Les embrouilles avec la belle-soeur qui n’a pas compris que ce n’est pas sa mère qu’on va enterrer.

Le 21 décembre, nous mettons le corps de maman en terre. Je ne pense qu’à une chose : La vie est d’une beauté qui nous dépasse, tous autant que nous sommes.

Noël. Papa en compagnie de son Alzheimer. Je prépare des repas. Je fais des courses. Je suis là de mon mieux.

Je ne sais pas très bien où je suis.
Aujourd’hui, je suis rentrée dans ma bulle chez-moi. Il était temps que je me retrouve dans mon quotidien. Je reste perplexe face à cet état étrange que j’ai l’impression de découvrir.
Je sais que j’ai dit adieu à maman il y a déjà plusieurs semaines. J’ai dit adieu à la part toxique de notre relation. J’étais déjà en deuil depuis quelques temps.

Aujourd’hui vient le deuil de la femme qui m’a donné la vie. Chaque nuance compte, chaque reflet est différent.

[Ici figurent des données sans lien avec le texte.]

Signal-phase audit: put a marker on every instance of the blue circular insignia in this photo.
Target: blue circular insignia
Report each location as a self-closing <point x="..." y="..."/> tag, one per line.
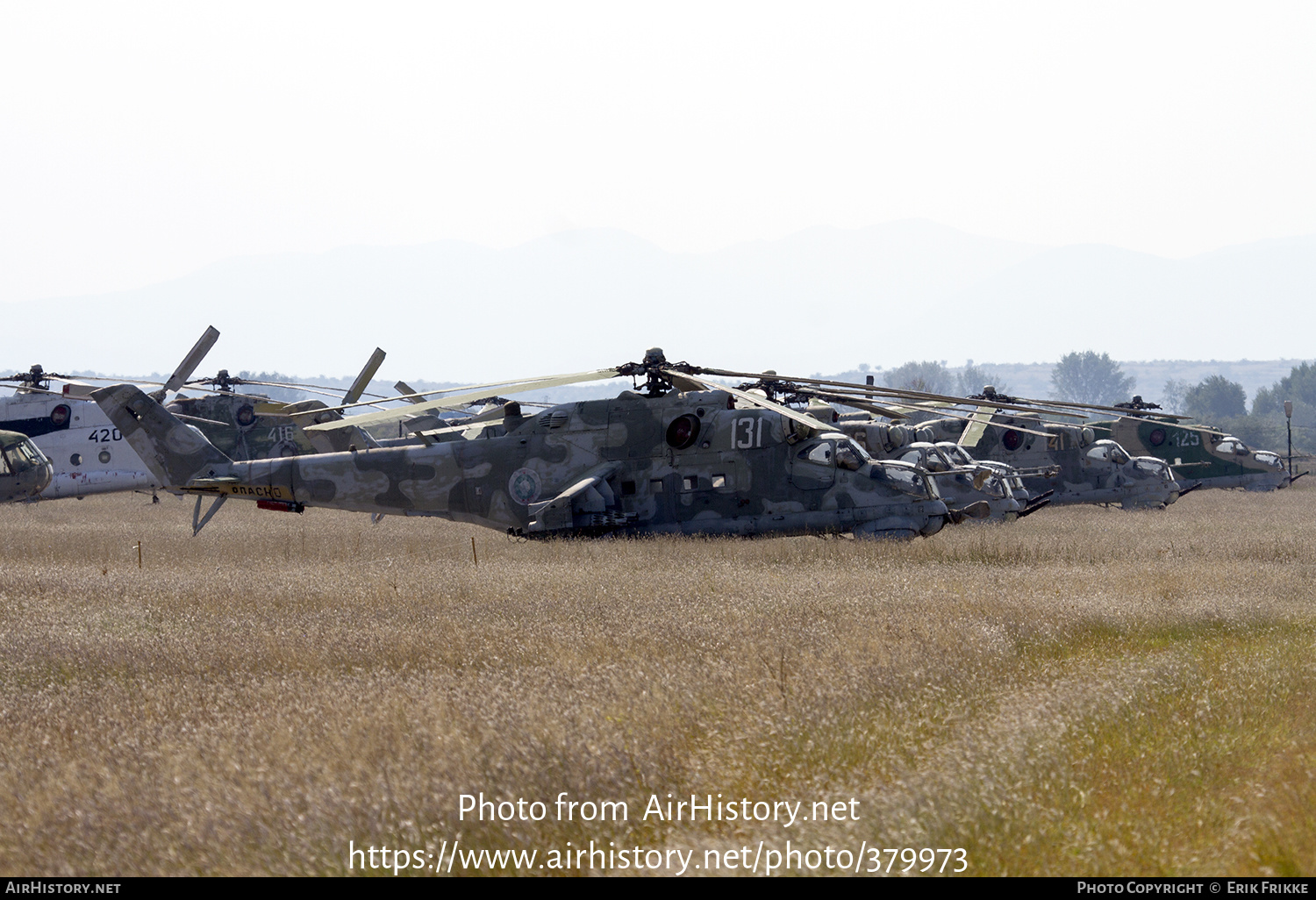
<point x="524" y="486"/>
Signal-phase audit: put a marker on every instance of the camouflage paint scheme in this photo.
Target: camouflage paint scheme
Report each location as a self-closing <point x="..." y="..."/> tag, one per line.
<point x="684" y="462"/>
<point x="24" y="470"/>
<point x="1086" y="470"/>
<point x="955" y="481"/>
<point x="1198" y="454"/>
<point x="244" y="425"/>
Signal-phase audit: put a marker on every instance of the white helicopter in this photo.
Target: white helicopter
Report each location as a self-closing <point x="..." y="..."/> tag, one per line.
<point x="86" y="452"/>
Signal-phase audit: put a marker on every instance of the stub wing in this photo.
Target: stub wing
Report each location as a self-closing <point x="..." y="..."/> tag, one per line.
<point x="175" y="452"/>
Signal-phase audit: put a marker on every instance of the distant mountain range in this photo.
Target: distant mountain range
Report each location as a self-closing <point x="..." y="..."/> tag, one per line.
<point x="821" y="300"/>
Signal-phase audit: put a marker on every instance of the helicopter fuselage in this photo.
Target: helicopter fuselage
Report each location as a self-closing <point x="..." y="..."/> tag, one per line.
<point x="689" y="463"/>
<point x="86" y="452"/>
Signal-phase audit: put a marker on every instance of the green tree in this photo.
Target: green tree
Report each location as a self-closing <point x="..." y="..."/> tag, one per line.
<point x="931" y="376"/>
<point x="1173" y="394"/>
<point x="973" y="379"/>
<point x="1216" y="397"/>
<point x="1091" y="378"/>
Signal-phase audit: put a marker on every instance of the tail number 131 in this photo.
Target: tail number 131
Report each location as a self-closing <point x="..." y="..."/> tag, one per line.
<point x="747" y="432"/>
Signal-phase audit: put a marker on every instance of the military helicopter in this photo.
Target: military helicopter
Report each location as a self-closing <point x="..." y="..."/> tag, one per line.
<point x="1202" y="454"/>
<point x="678" y="454"/>
<point x="24" y="470"/>
<point x="1065" y="463"/>
<point x="254" y="426"/>
<point x="89" y="455"/>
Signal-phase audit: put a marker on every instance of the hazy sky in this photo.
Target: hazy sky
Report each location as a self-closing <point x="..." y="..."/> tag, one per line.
<point x="139" y="142"/>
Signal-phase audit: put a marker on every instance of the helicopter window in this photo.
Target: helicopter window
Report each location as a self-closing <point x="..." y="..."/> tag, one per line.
<point x="818" y="453"/>
<point x="905" y="481"/>
<point x="957" y="454"/>
<point x="848" y="457"/>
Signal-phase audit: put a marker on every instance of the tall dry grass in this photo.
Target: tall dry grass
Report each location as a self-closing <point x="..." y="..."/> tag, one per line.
<point x="1087" y="691"/>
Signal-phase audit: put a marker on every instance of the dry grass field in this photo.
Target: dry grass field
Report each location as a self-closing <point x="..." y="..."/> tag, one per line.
<point x="1087" y="691"/>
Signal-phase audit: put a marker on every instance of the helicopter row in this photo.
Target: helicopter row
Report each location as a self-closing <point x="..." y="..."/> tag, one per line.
<point x="678" y="453"/>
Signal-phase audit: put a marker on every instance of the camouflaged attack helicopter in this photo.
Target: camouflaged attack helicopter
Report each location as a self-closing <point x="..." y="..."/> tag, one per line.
<point x="254" y="426"/>
<point x="678" y="454"/>
<point x="24" y="470"/>
<point x="1071" y="461"/>
<point x="971" y="489"/>
<point x="1060" y="463"/>
<point x="1200" y="454"/>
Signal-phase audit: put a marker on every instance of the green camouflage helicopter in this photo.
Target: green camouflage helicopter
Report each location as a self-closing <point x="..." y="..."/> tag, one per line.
<point x="678" y="454"/>
<point x="1200" y="454"/>
<point x="24" y="470"/>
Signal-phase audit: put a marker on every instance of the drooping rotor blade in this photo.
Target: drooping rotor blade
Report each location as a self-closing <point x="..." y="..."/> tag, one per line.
<point x="861" y="404"/>
<point x="794" y="415"/>
<point x="878" y="391"/>
<point x="1095" y="407"/>
<point x="976" y="428"/>
<point x="190" y="362"/>
<point x="362" y="382"/>
<point x="404" y="389"/>
<point x="458" y="400"/>
<point x="328" y="392"/>
<point x="971" y="418"/>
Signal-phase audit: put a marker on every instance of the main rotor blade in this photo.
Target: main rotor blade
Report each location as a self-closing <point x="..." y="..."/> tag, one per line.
<point x="404" y="389"/>
<point x="860" y="404"/>
<point x="794" y="415"/>
<point x="974" y="433"/>
<point x="362" y="382"/>
<point x="471" y="394"/>
<point x="191" y="361"/>
<point x="974" y="416"/>
<point x="1119" y="411"/>
<point x="879" y="391"/>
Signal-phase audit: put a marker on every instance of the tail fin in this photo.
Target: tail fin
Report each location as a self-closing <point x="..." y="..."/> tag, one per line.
<point x="175" y="452"/>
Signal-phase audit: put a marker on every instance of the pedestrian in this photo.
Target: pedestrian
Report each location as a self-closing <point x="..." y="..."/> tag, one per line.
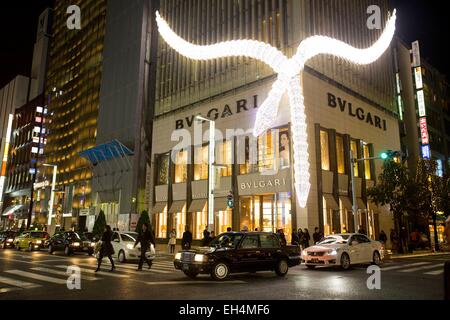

Aujourd’hui, je pense aux dernières paroles que j’ai entendues de sa bouche, au téléphone, début décembre. Le traditionnel « dommage que tu sois si loin ». Et le plus rare mais omniprésent  « il faudrait que tu trouves un compagnon. » Additionné d’une remarque  : « Ça aide. »
Je sens que ce dernier message gratte quelque chose en moi. Je sais qu’elle a raison, quelque part. Je ne peux pas tout faire toute seule. J’avance beaucoup mieux quand je suis bien accompagnée.
Je sais aussi qu’elle a tort, quelque part. Je me sens déjà accompagnée. Par le moindre sourire, par le moindre mot, le moindre geste. La plupart des messages que j’ai reçus sont des duvets de tendresse et d’amour pour moi.
Je me sens forte. Étrangement forte. Confiante, sereine. Étourdie par ce déferlement d’émotions et chamboulée par l’idée que « maman » n’est plus. Une idée qui va me percuter, encore et encore, tant que je n’aurai pas vraiment réalisé.
Mais le bon à garder, il est dans mes tripes, dans mon corps, dans mon coeur. Je le garde précieusement. Une page se tourne. Je me sens humble et heureuse face à la vie qui me parcourt.